Independent exploration and production companies Noble Energy Inc. and Anadarko Petroleum Corp. have provided updates on Colorado activity almost a month after floods inundated the state (OGJ Online, Sept. 19, 2013).
Noble, which experienced flooding in northern Colorado at its DJ basin operations, reported a total average net production loss of 2,000 boe/d for this year’s third quarter. About 70% of that amount was oil, condensate, and natural gas liquids.
Wells that were proactively shut in before the floods are in the process of being returned to production, Noble said. Only 4% of the company’s operated wells remain offline.
Drilling activities have returned to normal levels, with all rigs currently operating. Limited access to certain affected areas has resulted in delays to the firm’s completion activities. Noble said the combined impact of remaining well shut ins and delayed completion operations is expected to impact this year’s fourth quarter average volumes by 5,000-7,000 boe/d, 80% of which is expected to be liquid volumes.

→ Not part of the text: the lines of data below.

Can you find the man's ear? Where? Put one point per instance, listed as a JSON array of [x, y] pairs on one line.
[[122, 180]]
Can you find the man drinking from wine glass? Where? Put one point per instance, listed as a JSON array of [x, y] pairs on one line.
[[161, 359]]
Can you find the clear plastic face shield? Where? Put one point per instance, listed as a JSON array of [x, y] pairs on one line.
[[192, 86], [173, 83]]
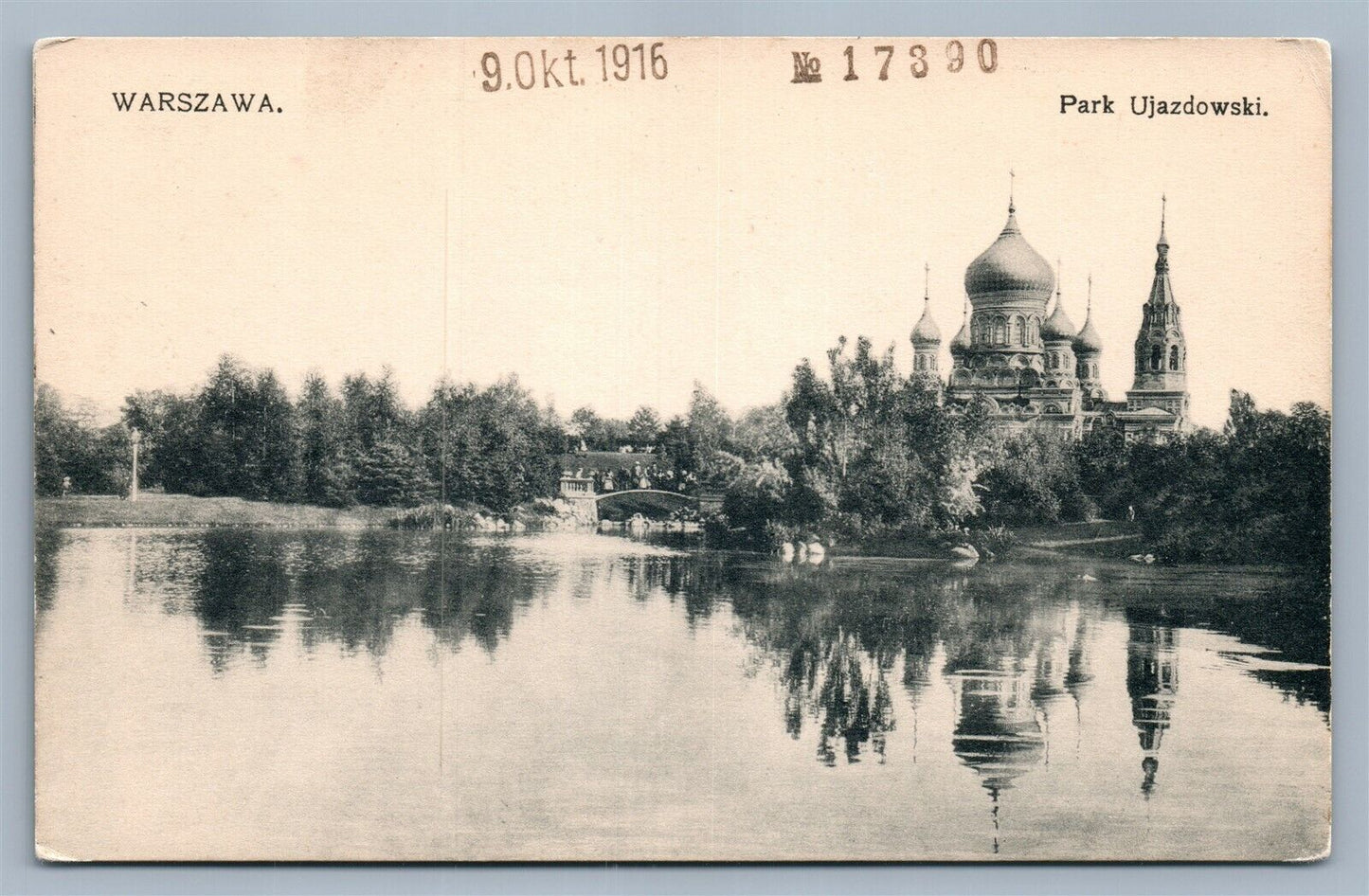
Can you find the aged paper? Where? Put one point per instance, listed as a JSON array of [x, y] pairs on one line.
[[682, 449]]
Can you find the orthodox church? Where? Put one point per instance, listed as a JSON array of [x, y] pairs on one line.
[[1021, 354]]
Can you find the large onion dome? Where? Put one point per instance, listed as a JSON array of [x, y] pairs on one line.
[[1058, 326], [1011, 264], [926, 332]]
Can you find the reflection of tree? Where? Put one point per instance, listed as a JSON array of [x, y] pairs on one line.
[[352, 588], [46, 544], [476, 588]]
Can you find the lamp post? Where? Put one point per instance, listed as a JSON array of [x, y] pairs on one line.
[[133, 487]]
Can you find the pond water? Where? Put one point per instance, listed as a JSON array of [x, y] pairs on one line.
[[402, 695]]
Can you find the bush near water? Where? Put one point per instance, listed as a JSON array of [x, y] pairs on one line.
[[857, 456]]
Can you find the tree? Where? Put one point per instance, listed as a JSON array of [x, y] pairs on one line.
[[326, 476], [492, 446], [643, 428]]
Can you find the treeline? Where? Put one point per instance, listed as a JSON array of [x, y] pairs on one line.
[[243, 436], [857, 453]]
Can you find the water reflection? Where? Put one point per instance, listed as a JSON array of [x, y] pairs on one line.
[[1151, 684], [874, 665]]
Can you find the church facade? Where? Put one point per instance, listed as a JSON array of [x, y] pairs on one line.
[[1018, 351]]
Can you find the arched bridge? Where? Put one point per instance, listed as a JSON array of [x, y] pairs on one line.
[[651, 502]]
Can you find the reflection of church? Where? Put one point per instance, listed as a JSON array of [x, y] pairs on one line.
[[1151, 683], [1031, 367]]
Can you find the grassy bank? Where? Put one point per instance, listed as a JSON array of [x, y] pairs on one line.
[[1098, 538], [184, 511]]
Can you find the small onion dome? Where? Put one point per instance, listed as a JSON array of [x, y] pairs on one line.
[[1058, 326], [926, 332], [1088, 338], [1011, 264]]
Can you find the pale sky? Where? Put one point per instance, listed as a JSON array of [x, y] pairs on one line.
[[614, 242]]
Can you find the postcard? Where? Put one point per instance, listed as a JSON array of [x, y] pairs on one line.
[[875, 449]]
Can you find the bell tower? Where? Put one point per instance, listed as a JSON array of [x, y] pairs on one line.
[[1162, 368]]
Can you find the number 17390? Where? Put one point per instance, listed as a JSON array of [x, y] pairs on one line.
[[920, 61]]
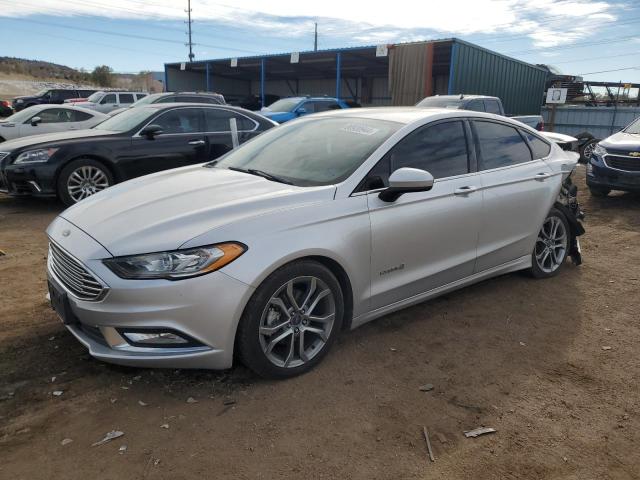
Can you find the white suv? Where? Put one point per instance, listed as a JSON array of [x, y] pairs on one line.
[[106, 102]]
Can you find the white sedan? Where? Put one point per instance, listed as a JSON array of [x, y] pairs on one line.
[[40, 119]]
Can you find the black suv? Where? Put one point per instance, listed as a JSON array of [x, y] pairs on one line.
[[50, 95], [76, 164]]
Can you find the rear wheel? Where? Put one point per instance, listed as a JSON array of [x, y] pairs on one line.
[[81, 179], [552, 246], [599, 192], [291, 321]]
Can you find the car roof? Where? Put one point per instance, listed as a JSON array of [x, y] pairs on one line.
[[407, 115]]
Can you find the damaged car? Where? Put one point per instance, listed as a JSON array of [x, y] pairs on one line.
[[310, 229]]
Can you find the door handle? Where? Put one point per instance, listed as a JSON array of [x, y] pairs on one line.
[[465, 190]]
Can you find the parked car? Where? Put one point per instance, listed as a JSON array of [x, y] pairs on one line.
[[615, 162], [289, 108], [177, 97], [5, 108], [108, 101], [49, 95], [75, 165], [41, 119], [314, 227], [479, 103]]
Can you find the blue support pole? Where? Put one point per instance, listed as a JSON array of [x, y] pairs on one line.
[[452, 68], [338, 75], [262, 81]]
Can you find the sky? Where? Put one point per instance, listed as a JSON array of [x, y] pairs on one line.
[[598, 39]]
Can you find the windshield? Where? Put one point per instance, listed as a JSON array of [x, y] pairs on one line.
[[439, 102], [125, 121], [320, 151], [284, 105], [22, 115], [95, 97], [146, 100], [633, 128]]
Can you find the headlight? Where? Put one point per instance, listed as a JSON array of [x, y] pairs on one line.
[[177, 264], [36, 156], [599, 150]]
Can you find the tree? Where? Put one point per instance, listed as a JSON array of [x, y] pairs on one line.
[[102, 76]]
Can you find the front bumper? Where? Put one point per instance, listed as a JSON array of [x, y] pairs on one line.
[[206, 309], [600, 175]]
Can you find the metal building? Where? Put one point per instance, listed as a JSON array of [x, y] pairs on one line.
[[396, 74]]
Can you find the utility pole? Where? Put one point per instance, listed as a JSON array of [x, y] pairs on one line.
[[315, 38], [189, 22]]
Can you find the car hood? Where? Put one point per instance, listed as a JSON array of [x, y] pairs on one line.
[[34, 140], [622, 141], [165, 210]]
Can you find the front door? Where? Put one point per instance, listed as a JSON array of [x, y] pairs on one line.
[[424, 240], [181, 143], [518, 192]]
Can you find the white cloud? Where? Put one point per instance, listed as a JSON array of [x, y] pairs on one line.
[[546, 22]]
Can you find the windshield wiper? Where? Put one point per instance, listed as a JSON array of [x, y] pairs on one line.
[[261, 173]]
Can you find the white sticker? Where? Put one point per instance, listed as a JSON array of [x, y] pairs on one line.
[[360, 129]]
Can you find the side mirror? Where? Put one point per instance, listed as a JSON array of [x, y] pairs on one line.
[[151, 131], [406, 180]]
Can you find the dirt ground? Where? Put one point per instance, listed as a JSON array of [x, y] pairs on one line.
[[525, 357]]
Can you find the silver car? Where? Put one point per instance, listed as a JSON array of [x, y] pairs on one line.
[[312, 228]]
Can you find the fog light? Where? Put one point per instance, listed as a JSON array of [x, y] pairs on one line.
[[159, 338]]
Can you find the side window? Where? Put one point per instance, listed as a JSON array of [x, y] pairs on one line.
[[500, 145], [180, 120], [492, 106], [78, 116], [218, 121], [475, 105], [439, 149], [539, 147], [108, 98], [55, 115]]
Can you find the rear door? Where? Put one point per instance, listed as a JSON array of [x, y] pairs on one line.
[[220, 130], [519, 188], [425, 240], [181, 143]]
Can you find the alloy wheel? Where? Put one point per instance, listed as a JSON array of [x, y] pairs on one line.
[[551, 245], [85, 181], [297, 321]]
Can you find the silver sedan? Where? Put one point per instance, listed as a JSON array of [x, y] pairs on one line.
[[312, 228]]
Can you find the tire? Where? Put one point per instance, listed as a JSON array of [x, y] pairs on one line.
[[82, 178], [586, 149], [552, 245], [599, 192], [272, 328]]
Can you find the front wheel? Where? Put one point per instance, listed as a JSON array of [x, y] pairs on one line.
[[81, 179], [291, 321], [552, 245]]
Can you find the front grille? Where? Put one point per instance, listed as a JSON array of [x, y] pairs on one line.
[[73, 275], [628, 164]]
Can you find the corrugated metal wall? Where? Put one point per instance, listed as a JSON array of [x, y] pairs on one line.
[[479, 71], [598, 121]]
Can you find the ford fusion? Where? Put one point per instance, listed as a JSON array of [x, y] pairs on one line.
[[311, 228]]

Acceleration of completion activities is under way and will contribute to the elimination of the backlog by the end of first-quarter 2014, Noble said. Despite these impacts, current production levels are already in excess of preflood volumes as a result of the growth the company has experienced in the basin, it added.
Last week, Anadarko reported temporary delays to its expansion of capacity in the Greater Wattenberg area caused by flooding. Those delays are expected to reduce the company’s total estimated full-year sales volumes by 2.5 million boe.
However, the company anticipates its total annual sales volumes to still be within the provided guidance of 281-287 million boe.
Last month, Anadarko reported disruptions to its drilling, completions, and construction activities caused by damaged roads, bridges, rail, and other issues that hinder the ability to move heavy equipment such as rigs and compression units.
Anadarko operates more than 5,800 wells, 2,500 storage tank facilities, and 3,200 miles of pipeline. The company shut in 675 operated vertical wells prior to and during the flooding. There were no environmental impacts related to its drilling or hydraulic fracturing activities in the area, the company said.
It stated that as conditions improve, the Wattenberg horizontal program plans to complete expansions throughout the field and drill 350-400 horizontal wells in 2014. Anadarko had 2.56 billion boe of proved reserves as of yearend 2012, making it one of the world’s largest independents.
The US Department of Energy’s Office of Electricity Delivery and Energy Reliability cited the Colorado Oil & Gas Association as reporting on Sept. 17 almost 1,900 oil and gas wells were shut in by the flooding. The Colorado Oil & Gas Conservation Commission said Sept. 19 that it had been tracking nearly a dozen oil releases in the flooded areas.